These tools are waste of money. They are too flimsy to work properly, no matter who makes them. In order to move Mosin sight the armorer has to clamp the barrel in the soft jawed vise and drift the sight assembly with proper punch. Sometimes one need a bigger hammer to budge it.
Second thing is that barrel thickness varies from year to year. during ww2 they made barrels so rough and thick that even standard bayonets won't fit. Even bayos won't fit from rifle to rifle, so how do you expect this tool to work on all rifles? I won't even get in M38 or M44 territory as barrels were made out of speck as it was up to machinist at the factory to decide how much metal to take off.
Invest in proper vise and good bench, quality brass punches that will work on all future projects, that's my advise.

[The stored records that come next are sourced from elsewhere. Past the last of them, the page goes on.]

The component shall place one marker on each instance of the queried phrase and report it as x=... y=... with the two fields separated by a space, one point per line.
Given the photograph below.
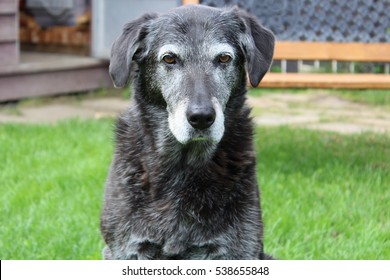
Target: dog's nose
x=201 y=117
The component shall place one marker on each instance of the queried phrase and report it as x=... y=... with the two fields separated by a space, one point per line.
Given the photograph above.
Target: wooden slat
x=300 y=80
x=369 y=52
x=8 y=28
x=186 y=2
x=8 y=7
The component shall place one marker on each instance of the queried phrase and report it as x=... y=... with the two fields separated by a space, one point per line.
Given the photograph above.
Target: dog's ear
x=124 y=48
x=258 y=44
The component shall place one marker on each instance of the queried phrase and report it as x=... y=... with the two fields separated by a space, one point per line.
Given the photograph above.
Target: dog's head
x=193 y=60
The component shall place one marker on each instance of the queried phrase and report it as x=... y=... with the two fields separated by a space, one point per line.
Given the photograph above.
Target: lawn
x=324 y=196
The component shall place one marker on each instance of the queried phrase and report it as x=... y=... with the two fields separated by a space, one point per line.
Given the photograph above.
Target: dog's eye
x=169 y=58
x=224 y=58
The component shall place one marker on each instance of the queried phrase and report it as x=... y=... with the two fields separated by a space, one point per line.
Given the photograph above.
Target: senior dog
x=182 y=183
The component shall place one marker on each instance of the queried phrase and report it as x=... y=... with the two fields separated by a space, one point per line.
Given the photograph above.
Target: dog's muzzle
x=201 y=117
x=197 y=122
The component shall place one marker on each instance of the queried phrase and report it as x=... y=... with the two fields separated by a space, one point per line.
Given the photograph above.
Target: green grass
x=324 y=196
x=51 y=184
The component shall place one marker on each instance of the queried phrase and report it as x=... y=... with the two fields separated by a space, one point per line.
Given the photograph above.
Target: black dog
x=182 y=184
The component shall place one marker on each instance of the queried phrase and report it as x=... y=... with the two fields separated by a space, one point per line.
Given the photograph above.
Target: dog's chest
x=179 y=221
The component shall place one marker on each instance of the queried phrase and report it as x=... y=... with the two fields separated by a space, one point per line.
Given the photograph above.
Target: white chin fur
x=185 y=133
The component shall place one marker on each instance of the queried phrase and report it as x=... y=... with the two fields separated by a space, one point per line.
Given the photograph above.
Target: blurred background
x=39 y=36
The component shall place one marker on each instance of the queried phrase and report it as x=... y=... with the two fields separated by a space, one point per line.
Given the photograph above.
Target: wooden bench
x=329 y=51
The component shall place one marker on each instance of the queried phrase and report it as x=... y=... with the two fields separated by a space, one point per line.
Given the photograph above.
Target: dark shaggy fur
x=198 y=199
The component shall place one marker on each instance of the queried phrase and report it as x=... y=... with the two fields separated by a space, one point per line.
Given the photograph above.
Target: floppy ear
x=124 y=48
x=258 y=43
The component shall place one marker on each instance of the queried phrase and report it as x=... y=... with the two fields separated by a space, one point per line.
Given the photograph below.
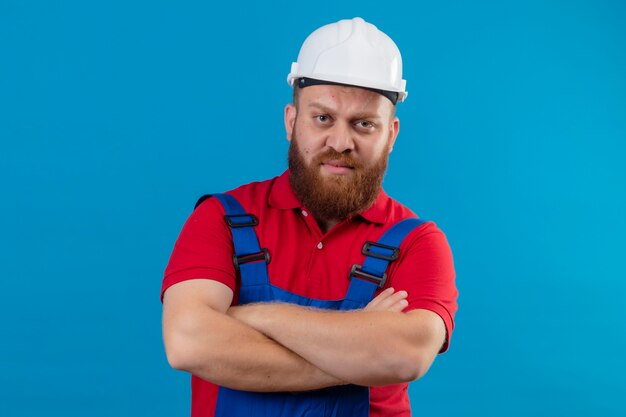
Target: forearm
x=361 y=347
x=229 y=353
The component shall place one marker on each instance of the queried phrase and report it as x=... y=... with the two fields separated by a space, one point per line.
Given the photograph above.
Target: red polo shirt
x=313 y=264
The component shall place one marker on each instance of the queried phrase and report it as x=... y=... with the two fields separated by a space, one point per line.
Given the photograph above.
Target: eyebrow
x=358 y=115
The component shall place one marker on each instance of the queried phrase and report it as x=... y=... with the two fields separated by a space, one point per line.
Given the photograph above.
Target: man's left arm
x=365 y=347
x=375 y=346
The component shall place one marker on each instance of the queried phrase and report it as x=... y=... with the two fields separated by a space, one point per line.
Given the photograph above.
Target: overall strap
x=248 y=253
x=366 y=279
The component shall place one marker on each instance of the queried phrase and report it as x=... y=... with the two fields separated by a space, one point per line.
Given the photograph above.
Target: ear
x=290 y=119
x=394 y=129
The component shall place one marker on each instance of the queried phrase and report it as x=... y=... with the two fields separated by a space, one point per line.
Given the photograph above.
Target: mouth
x=334 y=166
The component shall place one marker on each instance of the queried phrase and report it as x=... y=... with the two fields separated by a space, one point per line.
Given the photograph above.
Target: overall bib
x=251 y=262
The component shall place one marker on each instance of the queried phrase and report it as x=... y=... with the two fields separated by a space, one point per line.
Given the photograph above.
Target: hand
x=388 y=300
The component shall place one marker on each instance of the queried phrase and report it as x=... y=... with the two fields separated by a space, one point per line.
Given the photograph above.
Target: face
x=340 y=141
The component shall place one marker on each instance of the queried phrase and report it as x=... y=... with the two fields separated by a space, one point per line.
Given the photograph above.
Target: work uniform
x=311 y=265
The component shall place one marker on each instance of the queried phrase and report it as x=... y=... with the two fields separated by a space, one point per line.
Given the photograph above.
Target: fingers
x=388 y=300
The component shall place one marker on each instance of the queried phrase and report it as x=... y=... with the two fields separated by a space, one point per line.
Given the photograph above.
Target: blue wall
x=115 y=116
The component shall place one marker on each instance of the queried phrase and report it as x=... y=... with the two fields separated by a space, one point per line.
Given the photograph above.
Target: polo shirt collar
x=282 y=197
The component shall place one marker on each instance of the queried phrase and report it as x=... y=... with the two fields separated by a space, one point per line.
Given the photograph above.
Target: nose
x=340 y=138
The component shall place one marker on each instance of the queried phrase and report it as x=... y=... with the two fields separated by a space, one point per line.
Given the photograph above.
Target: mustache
x=331 y=154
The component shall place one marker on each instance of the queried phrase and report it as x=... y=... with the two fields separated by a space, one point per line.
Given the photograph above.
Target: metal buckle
x=357 y=272
x=252 y=220
x=395 y=252
x=252 y=257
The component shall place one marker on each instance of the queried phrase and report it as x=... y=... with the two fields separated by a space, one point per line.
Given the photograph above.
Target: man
x=314 y=293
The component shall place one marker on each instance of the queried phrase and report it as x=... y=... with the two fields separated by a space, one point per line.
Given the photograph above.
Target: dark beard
x=337 y=197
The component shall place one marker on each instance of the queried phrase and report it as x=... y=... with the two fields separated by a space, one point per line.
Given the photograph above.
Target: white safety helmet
x=351 y=52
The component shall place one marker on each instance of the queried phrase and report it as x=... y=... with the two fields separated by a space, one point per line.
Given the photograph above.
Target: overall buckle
x=264 y=255
x=357 y=272
x=241 y=220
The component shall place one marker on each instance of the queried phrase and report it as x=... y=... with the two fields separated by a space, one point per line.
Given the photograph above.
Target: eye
x=365 y=125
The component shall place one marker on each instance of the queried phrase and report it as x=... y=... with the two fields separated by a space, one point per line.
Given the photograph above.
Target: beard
x=335 y=197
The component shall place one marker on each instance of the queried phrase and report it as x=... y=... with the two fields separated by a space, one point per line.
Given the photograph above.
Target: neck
x=326 y=225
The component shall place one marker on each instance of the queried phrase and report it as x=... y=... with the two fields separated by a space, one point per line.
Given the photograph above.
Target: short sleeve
x=203 y=250
x=425 y=270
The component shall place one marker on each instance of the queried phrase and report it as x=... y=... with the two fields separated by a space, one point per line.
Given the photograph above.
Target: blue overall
x=251 y=262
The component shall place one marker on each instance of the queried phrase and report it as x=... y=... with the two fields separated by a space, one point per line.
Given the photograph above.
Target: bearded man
x=314 y=293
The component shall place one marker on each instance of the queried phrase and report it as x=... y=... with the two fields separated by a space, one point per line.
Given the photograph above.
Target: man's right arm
x=201 y=339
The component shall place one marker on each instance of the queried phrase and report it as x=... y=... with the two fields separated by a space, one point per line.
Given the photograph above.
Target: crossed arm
x=282 y=347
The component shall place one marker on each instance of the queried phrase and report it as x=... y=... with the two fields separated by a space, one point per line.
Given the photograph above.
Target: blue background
x=115 y=116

With respect, some of us have had a different experience, at least with the Elby tools. In my case, a gunsmith 91-30 model has worked just fine on the (admittedly few) 91-30s it has been used on, one requiring some penetrating oil, and flipped upside-down and slipped over the sight hood on an SVT40, pushing against the sight base. I wanted the steel insert and extra thickness of the gunsmith model because I wasn't certain of the forces involved in pushing offset on the base beside the dovetail with the SVT, but in the end I doubt that I needed it. I did have to do a very little bit of clearance filing to fit one one of the rifles, the SVT IIRC.